Why the Next Supply Chain Revolution Starts with Cleaner Data
Summary
L.E.K. Consulting managing directors Chuck Reynolds and Matt Stanfield argue that the next wave of supply-chain improvement will come from clean data and disciplined processes, not flashy AI purchases. Companies should start with business objectives and friction points, fix basic processes and data quality, then layer in AI. Once foundations are right, AI will change the unit of work (autonomous agents, exception management) and enable a ‘smaller supply chain’ through better utilisation and predictive maintenance. The role of the Chief Supply Chain Officer is shifting from cost steward to growth connector, and practical skills (Python, data literacy, factory experience) will be valuable for future leaders.
Key Points
- Start with the business objective — agility, sustainability or service — not vendor pitches.
- Clean, well-structured data and optimised processes are prerequisites for useful AI; sometimes legacy process fixes come first.
- AI alters the unit of work: expect autonomous agents, more exception handling and the need to train teams to trust algorithms.
- Better optimisation and predictive maintenance can shrink physical footprints — the ‘smaller supply chain’.
- The CSCO role must evolve from cost controller to growth connector across sales, marketing and technology.

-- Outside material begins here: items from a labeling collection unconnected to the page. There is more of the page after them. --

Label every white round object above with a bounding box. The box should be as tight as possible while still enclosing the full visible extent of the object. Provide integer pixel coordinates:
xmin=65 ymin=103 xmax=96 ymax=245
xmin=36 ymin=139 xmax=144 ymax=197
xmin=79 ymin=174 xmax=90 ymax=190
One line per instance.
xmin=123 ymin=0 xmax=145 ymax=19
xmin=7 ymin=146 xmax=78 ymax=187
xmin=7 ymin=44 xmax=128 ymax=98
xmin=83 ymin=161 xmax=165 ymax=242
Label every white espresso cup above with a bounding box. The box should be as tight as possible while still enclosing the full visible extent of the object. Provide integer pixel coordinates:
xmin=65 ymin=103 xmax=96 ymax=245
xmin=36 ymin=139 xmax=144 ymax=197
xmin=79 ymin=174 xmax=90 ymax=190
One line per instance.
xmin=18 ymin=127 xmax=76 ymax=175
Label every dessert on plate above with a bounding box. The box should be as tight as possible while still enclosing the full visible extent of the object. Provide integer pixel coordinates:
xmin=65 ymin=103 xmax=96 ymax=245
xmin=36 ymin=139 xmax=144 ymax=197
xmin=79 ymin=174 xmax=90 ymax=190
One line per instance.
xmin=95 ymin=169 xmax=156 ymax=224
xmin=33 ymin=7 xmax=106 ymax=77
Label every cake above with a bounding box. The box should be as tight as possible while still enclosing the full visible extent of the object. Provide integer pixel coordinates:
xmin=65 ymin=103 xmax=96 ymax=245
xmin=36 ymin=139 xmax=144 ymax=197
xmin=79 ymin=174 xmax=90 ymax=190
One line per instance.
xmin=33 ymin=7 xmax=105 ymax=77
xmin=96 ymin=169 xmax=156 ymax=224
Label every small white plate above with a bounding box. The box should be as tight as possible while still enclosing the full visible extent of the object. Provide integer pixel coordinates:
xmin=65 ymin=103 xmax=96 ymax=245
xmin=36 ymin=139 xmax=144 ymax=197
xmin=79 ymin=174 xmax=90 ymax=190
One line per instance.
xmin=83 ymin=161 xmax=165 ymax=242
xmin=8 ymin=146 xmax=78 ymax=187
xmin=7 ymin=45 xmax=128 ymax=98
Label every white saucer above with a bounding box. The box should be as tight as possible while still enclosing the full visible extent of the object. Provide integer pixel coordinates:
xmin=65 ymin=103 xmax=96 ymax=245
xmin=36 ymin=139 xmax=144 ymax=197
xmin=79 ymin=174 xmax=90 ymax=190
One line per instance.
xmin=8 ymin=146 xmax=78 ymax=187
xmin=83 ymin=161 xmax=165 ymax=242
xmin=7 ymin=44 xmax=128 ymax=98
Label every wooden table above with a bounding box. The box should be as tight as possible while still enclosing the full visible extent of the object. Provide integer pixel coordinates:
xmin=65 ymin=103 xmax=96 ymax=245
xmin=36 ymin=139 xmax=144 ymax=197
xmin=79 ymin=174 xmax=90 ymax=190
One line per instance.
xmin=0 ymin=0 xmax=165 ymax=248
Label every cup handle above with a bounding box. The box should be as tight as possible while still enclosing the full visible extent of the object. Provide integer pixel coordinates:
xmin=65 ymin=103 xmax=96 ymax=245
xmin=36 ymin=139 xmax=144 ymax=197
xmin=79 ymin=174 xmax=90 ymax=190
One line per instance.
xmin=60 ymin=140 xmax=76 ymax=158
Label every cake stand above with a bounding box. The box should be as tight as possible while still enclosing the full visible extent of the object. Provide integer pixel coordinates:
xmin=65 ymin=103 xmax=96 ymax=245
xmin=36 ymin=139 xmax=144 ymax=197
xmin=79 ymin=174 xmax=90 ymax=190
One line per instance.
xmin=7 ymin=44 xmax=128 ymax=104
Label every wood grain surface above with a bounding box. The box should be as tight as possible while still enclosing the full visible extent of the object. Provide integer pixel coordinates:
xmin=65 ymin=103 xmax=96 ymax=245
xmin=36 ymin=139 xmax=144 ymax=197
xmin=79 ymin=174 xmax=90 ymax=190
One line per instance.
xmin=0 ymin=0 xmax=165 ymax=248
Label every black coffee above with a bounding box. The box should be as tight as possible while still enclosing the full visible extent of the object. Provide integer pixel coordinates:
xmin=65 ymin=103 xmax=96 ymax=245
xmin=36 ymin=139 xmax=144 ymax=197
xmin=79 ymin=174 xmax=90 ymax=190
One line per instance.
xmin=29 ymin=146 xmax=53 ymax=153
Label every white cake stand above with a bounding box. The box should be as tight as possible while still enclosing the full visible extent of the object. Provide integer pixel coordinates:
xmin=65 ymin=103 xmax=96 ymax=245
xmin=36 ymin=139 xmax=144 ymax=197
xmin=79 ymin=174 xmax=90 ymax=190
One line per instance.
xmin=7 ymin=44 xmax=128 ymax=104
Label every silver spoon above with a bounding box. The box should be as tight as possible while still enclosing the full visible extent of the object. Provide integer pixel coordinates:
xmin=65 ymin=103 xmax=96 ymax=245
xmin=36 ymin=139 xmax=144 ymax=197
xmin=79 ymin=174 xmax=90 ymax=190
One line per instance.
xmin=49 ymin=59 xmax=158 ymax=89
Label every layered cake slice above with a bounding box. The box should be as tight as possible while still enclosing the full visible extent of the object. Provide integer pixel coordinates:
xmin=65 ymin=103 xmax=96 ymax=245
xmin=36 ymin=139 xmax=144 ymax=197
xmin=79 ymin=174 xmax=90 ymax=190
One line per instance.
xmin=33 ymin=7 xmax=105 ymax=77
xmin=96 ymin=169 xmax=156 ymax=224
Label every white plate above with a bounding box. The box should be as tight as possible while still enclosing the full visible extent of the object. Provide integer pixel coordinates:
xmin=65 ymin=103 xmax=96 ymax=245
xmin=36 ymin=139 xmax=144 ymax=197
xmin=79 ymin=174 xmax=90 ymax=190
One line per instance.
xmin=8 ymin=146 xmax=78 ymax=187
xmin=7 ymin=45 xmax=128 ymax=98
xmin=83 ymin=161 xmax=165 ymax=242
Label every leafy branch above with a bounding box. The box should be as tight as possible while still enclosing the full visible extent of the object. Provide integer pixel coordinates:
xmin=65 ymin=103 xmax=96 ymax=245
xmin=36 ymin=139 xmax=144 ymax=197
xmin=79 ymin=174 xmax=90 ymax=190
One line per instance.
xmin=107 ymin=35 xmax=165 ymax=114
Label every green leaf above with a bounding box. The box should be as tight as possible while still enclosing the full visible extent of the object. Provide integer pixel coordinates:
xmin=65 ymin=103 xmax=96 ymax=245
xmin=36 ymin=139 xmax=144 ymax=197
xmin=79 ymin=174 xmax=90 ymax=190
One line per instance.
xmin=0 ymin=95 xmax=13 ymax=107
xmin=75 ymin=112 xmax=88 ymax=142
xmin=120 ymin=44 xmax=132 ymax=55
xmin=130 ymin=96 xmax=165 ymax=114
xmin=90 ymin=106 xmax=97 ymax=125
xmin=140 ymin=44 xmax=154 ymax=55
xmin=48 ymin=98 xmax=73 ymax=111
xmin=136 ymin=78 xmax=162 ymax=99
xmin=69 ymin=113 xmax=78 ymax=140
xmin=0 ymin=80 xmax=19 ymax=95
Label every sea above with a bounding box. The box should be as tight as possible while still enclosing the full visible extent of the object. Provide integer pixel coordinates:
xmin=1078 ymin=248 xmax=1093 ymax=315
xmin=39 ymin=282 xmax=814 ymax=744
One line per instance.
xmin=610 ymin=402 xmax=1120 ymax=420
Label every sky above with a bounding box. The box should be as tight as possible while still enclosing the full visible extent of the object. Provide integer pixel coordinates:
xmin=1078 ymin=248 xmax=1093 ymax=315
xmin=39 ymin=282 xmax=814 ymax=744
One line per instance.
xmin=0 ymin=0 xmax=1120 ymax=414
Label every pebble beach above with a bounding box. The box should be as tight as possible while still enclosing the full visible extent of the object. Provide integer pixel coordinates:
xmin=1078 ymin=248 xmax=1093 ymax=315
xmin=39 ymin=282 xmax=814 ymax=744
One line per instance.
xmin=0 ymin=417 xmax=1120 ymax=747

- Practical advice for new supply-chain leaders: learn Python, get comfortable with data, and spend time on the factory floor.
Author style
Punchy. This isn’t hand‑wringing about tech buzzwords — it’s a strategic wake‑up call. If your team is talking AI before sorting master data and processes, you’re doing it the wrong way round. Read the detail to avoid common, costly mistakes and to see where practical gains will appear.
Why should I read this?
Look — don’t waste money buying AI as a badge. This piece tells you the real sequence: tidy your data, sort your processes, then let AI amplify gains. It’s short, practical and exactly the sort of plain sense ops and strategy teams need to stop chasing shiny tools and start getting measurable outcomes.